Así, a días de que la Comisión Bicameral de Educación lleve adelante su última reunión en los colegios antes de mandar el texto al recinto para ser votado, desde los sectores contrarios realizaron una conferencia de prensa donde pusieron el grito en el cielo y llamaron a docentes y alumnos a resistir contra el proyecto oficial, acordado por el PJ y la UCR.
Tenemos muchos motivos para oponernos a la ley de Educación que se pretende aprobar, por eso no queremos cambios en artículos, queremos modificar todo el texto, aseguró el diputado Martín Dalmau a SITIO ANDINO en la Legislatura
Entre los muchos motivos por los que los sindicatos ATE, CTA (un sector) y los partidos políticos del Frente de Izquierda rechazan la norma se encuentran los siguientes: la creación de un observatorio docente, el presupuesto fijo sin detallar la infraestructura educativa, las parrillas curriculares y el financiamiento privado de la Educación.
El observatorio docente, que se crearía por la ley, es uno de los puntos más discutidos desde la izquierda y los gremios. Es que ellos entienden que este observatorio tendría el objetivo de controlar la tarea de los docentes y generar un ranking de las mejores y peores escuelas, sin tener en cuenta las situaciones de cada una.
En Chile, por ejemplo, existe un observatorio cuyo fin es decidir en qué escuelas se enseña mejor y a esos docentes se les paga un bono salarial. Entonces todos los docentes quieren trabajar ahí y nadie quiere ir a colegios que por diferente situaciones, como marginalidad o distancia, los alumnos asisten menos, es el fundamento que brindan desde la izquierda para oponrse.
En cuanto al presupuesto, que la ley prevé el 6% y el Sute pretende el 8% para la Educación, desde estos sectores exigen que no se fije un monto, sino que se asista a cada colegio en los gastos e inversiones necesarias. No queremos un número, queremos que inviertan donde hay que invertir.

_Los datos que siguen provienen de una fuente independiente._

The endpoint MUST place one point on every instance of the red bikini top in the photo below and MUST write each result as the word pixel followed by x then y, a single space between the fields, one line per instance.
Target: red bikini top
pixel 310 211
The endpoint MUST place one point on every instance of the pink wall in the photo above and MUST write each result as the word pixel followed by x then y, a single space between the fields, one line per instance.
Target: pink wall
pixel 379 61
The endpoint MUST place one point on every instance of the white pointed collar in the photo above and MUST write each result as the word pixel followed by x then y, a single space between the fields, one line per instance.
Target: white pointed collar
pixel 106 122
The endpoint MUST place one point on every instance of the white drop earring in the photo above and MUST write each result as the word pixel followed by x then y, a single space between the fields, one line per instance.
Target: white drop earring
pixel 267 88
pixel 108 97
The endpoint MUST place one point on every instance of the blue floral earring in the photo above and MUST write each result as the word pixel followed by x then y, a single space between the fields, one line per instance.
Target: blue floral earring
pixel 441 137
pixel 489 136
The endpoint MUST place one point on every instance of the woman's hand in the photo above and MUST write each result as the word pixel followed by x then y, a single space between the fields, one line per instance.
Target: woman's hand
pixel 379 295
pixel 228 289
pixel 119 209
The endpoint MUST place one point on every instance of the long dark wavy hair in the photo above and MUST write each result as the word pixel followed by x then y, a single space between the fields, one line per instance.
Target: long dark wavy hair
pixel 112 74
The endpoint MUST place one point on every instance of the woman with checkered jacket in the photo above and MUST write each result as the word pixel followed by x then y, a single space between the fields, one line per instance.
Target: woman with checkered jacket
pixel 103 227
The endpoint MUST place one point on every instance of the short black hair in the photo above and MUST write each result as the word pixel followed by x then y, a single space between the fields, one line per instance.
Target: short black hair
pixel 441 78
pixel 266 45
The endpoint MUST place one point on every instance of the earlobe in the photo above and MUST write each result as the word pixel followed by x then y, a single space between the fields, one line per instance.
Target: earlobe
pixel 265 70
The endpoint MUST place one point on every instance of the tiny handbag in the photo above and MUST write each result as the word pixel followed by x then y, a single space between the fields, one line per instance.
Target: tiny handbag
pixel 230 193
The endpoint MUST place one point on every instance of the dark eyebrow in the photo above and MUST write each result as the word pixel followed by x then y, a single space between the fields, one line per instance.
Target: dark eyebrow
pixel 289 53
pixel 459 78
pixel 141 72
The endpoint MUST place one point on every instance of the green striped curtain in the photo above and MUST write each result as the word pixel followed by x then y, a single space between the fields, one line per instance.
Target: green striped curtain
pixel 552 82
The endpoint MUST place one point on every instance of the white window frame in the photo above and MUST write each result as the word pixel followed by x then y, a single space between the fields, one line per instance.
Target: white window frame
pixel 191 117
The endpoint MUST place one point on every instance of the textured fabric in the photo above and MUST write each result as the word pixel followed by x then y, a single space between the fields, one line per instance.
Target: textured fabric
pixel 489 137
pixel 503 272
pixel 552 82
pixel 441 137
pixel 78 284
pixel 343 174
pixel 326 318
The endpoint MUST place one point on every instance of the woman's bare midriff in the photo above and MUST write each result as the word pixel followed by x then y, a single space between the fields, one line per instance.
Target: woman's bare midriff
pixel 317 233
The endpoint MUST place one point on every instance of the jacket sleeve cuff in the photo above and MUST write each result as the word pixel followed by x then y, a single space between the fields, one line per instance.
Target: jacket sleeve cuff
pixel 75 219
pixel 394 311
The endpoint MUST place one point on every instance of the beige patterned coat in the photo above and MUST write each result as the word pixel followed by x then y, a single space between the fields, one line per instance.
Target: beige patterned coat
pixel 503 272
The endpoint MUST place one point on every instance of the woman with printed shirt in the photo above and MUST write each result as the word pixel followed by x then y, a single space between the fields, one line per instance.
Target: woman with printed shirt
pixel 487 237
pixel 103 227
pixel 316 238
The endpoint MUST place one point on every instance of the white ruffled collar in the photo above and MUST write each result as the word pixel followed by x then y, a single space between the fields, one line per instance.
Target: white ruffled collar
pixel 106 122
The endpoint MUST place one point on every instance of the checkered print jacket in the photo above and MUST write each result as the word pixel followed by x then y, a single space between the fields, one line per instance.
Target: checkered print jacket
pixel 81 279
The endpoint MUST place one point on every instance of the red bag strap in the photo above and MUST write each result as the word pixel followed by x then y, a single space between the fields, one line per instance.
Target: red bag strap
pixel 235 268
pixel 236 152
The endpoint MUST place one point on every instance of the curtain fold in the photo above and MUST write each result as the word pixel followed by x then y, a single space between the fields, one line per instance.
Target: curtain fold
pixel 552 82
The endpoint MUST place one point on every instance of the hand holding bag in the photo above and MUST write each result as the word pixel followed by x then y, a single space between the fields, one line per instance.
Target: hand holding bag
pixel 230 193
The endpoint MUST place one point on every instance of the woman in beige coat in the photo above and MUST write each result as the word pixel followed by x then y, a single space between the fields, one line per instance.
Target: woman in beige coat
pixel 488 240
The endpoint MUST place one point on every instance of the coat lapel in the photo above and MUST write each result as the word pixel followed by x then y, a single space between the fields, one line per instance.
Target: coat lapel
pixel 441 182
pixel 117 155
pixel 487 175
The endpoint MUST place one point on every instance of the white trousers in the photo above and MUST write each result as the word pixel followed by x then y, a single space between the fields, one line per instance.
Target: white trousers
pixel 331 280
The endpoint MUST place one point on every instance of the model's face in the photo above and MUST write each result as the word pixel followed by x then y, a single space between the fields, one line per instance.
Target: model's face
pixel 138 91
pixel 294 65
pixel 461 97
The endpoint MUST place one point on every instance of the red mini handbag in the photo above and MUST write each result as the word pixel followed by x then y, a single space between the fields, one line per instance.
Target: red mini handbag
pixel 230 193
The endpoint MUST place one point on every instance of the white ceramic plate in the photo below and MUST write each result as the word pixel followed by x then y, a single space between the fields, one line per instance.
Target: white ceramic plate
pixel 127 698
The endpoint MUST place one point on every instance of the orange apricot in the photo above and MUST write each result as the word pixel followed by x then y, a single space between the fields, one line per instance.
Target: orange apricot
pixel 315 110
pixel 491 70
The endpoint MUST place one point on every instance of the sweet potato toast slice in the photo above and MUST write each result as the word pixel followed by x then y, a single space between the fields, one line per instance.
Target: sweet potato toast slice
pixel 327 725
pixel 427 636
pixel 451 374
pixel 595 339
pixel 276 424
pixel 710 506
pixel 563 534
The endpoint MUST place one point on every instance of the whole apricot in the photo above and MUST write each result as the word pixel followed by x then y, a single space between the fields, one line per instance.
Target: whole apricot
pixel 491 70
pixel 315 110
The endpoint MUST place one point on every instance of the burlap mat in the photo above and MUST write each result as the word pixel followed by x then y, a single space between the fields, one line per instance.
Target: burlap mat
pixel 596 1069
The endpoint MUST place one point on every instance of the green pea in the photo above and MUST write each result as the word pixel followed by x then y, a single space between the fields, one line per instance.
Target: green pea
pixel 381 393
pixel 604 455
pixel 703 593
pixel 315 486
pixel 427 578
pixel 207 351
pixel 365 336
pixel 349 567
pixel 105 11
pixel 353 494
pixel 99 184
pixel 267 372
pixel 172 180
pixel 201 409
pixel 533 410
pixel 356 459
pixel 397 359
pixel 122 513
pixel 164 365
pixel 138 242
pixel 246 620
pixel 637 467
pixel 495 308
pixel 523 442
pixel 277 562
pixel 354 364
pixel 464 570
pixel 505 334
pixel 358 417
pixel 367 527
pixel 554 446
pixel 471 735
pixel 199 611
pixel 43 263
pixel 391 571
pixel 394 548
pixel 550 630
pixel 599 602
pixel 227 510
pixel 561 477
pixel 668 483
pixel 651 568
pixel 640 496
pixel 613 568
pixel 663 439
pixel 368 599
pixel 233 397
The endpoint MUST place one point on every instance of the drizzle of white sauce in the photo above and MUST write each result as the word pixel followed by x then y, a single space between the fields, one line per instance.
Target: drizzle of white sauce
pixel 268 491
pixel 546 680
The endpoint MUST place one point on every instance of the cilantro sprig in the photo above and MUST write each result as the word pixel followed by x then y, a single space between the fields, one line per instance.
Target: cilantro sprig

Si una escuela tiene un cable pelado cruzando el patio de nada sirve un mayor presupuesto, aseveró Dalmau.
Con respecto a las parrillas, desde el Frente de Izquierda denuncian que el Gobierno quiere dar de baja algunas materias y eso significaría la pérdida de puestos de trabajo.
Por otro lado, el texto que se está estudiando para su aprobación permite aportes privados a la educación pública y que algunos colegios generen fondos propios para financiarse. Primero los privados nunca hacen nada gratis, siempre van a pedir algo a cambio. El Estado tiene que ser el único financista de la Educación. Por otro lado, no nos parece que los alumnos tengan que preocuparse por generar fondos para la escuela, tienen que preocuparse por aprender, añadieron.
En resumen, desde el FIT y los sindicatos creen que este proyecto tiene muchos puntos que tienden a privatizar la Educación y hacen acordar a la ley federal de Educación de los años 90. Por esto, participarán de las jornadas participativas organizadas por la Legislatura para mostrar su rechazo a la modificación de la norma.